Page 129, “That deplorable person under the sensible stroke of God’s sovereign justice, would oppose his nay to God’s will (Luke xvi. 30): ‘And he said, Nay, father Abraham, but if one went to them from the dead they will repent.’ He would presume to prescribe more effectual means than Moses and the prophets, to inform men of the danger they incurred by their sensuality. “

Page 129-30, “When our friends have been struck with a rod, against our sentiments and wishes, have not our hearts been apt to swell in complaints against God, as though he disregarded the goodness of such a person, did not see with our eyes, and measure him by our esteem of him? as if he should have asked our counsel, before he had resolved, and managed himself according to our will, rather than his own. If he be patient to the wicked, we are apt to tax his holiness, and accuse him as an enemy to his own law. If he inflict severity upon the righteous, we are ready to suspect his goodness, and charge him to be an enemy to his affectionate creature. If he spare the Nimrods of the world, we are ready to ask, ‘Where is the God of judgment?’ If he afflict the pillars of the earth, we are ready to question, where is the God of mercy? It is impossible, since the depraved nature of man, and the various interests and passions in the world, that infinite power and wisdom can act righteously for the good of the universe, but he will shake some corrupt interest or other upon earth; so various are the inclinations of men, and such a weather-**** judgment hath every man in himself, that he divine method he applauds this day, upon a change of his interest, he will cavil at the next.”

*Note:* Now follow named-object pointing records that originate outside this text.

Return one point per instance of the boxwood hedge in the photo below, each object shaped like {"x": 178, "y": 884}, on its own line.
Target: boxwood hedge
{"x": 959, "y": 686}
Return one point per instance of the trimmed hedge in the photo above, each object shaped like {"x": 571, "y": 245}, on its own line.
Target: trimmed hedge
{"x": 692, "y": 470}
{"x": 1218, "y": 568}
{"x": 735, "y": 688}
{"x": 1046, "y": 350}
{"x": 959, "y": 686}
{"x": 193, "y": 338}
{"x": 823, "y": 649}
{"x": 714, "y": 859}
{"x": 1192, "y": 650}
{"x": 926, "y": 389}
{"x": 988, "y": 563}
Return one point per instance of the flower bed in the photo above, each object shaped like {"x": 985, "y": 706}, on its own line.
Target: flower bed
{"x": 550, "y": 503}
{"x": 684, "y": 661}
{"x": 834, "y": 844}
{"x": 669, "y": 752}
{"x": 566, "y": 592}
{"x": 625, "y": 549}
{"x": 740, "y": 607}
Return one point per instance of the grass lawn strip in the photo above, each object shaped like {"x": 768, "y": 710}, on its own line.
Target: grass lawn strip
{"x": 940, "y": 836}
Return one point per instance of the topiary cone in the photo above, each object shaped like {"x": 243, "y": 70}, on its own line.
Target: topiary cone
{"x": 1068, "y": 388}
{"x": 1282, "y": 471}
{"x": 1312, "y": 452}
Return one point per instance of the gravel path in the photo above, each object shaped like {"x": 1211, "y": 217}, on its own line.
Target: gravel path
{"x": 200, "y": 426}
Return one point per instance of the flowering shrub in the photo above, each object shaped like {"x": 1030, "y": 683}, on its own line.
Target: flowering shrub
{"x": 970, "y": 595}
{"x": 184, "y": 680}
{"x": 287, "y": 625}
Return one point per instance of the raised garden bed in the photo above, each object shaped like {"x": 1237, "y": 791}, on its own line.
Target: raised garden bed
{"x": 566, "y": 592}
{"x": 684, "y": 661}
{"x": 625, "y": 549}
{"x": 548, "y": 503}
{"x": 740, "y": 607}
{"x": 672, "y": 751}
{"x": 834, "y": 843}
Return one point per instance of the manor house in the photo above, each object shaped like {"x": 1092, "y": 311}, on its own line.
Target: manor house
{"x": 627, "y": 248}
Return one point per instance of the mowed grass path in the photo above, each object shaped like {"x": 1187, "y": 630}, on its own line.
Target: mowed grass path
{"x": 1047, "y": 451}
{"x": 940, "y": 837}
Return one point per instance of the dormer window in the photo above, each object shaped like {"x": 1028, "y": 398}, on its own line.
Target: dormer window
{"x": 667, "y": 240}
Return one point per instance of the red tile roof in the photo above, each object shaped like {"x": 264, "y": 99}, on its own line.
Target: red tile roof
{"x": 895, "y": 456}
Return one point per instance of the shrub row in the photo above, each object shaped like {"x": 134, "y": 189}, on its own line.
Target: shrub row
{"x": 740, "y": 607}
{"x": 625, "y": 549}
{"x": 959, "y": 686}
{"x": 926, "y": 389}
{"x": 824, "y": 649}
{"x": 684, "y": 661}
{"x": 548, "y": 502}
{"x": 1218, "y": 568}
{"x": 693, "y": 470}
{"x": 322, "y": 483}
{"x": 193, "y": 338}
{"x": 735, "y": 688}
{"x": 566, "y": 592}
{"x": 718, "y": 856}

Page 131, “We cast out our mire and dirt against God when he acts cross to our wishes, and flatter him when the wind of his providence joins itself to the tide of our interest. Men set a high price upon themselves, and are angry God values them not at the same rate, as if their judgment concerning themselves were more piercing then his.”

Page 131, “This is the epidemical disease of human nature; they think they deserve caresses instead of rods, and upon crosses are more ready to tear out the heart of God, than reflect humbly upon their own hearts.”

Same page, “Instead of silently submitting to his will and adoring his wisdom, we declaim against him, as an unwise and unjust governor: we would invert his order, make him the steward and ourselves the proprietors of what we are and have: we deny ourselves to be sinners, and our mercies to be forfeited.”